注:このドキュメントでは、DHCP、DNS、および外部 Web サーバが設定されているものとします。DHCP、DNS、および外部 Web サーバの設定方法については、適切なサードパーティのドキュメントを参照してください。



設定

外部 Web 認証用に WLC を設定する前に、基本動作用に WLC を設定し、WLC に LAP を登録する必要があります。このドキュメントでは、基本動作用に WLC が設定されており、WLC に LAP が登録されていることを前提としています。LAP を使用した基本動作用に WLC を初めて設定する場合は、『ワイヤレス LAN コントローラ(WLC)への Lightweight AP(LAP)の登録』を参照してください。

この構成用に LAP および WLC を設定するには、次の手順を実行します。

  1. WLC でのゲスト ユーザ用のローカル データベースの作成

  2. 事前認証 ACL の作成(2000 シリーズ WLC 専用)

  3. ゲスト ユーザ用のダイナミック インターフェイスの作成

  4. ゲスト ユーザ用の WLAN の設定

  5. 外部 Web 認証用の WLC の設定



WLC でのゲスト ユーザ用のローカル データベースの作成

ローカル認証を使用すると、WLC に対するユーザのローカル認証が可能になります。ローカル ネット ユーザを作成し、Web 認証クライアント ログイン用のパスワードを定義する必要があります。WLC でユーザ データベースを作成するには、次の手順を実行します。

  1. WLC GUI で [Security] を選択します。

  2. 左側の [AAA] メニューから [Local Net Users] をクリックします。

  3. [New] をクリックして新しいユーザを作成します。

    新しいウィンドウが表示され、ユーザ名とパスワードの情報の入力を求められます。

    ext-web-auth-wlc1.gif

  4. 新しいユーザを作成するため、ユーザ名とパスワードを入力して、使用するパスワードを確認します。

    この例では、User1 というユーザを作成します。

  5. 必要に応じて説明を追加します。

    この例では Guest User を使用します。

  6. [Apply] をクリックして、新しいユーザ設定を保存します。

    ext-web-auth-wlc2.gif

  7. さらにデータベースにユーザを追加するには、手順 3 〜 6 を繰り返します。

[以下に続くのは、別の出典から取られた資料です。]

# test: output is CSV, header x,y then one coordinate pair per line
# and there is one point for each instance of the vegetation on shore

    注:Cisco Secure ACS やその他の RADIUS サーバなど、RADIUS サーバを使用して、ユーザ データベースを作成することもできます。ユーザ データベースの作成方法については、RADIUS サーバのドキュメントを参照してください。



事前認証 ACL の作成(2000 シリーズ WLC 専用)

2000 シリーズの WLC では、ワイヤレス クライアントを外部 Web サーバ ログイン URL にリダイレクトできるように、WLAN に事前認証 ACL を設定する必要があります。この ACL は、Web ポリシーに従って、WLAN の事前認証 ACL として設定する必要があります。WLAN の事前認証 ACL を設定するには、次の手順を実行します。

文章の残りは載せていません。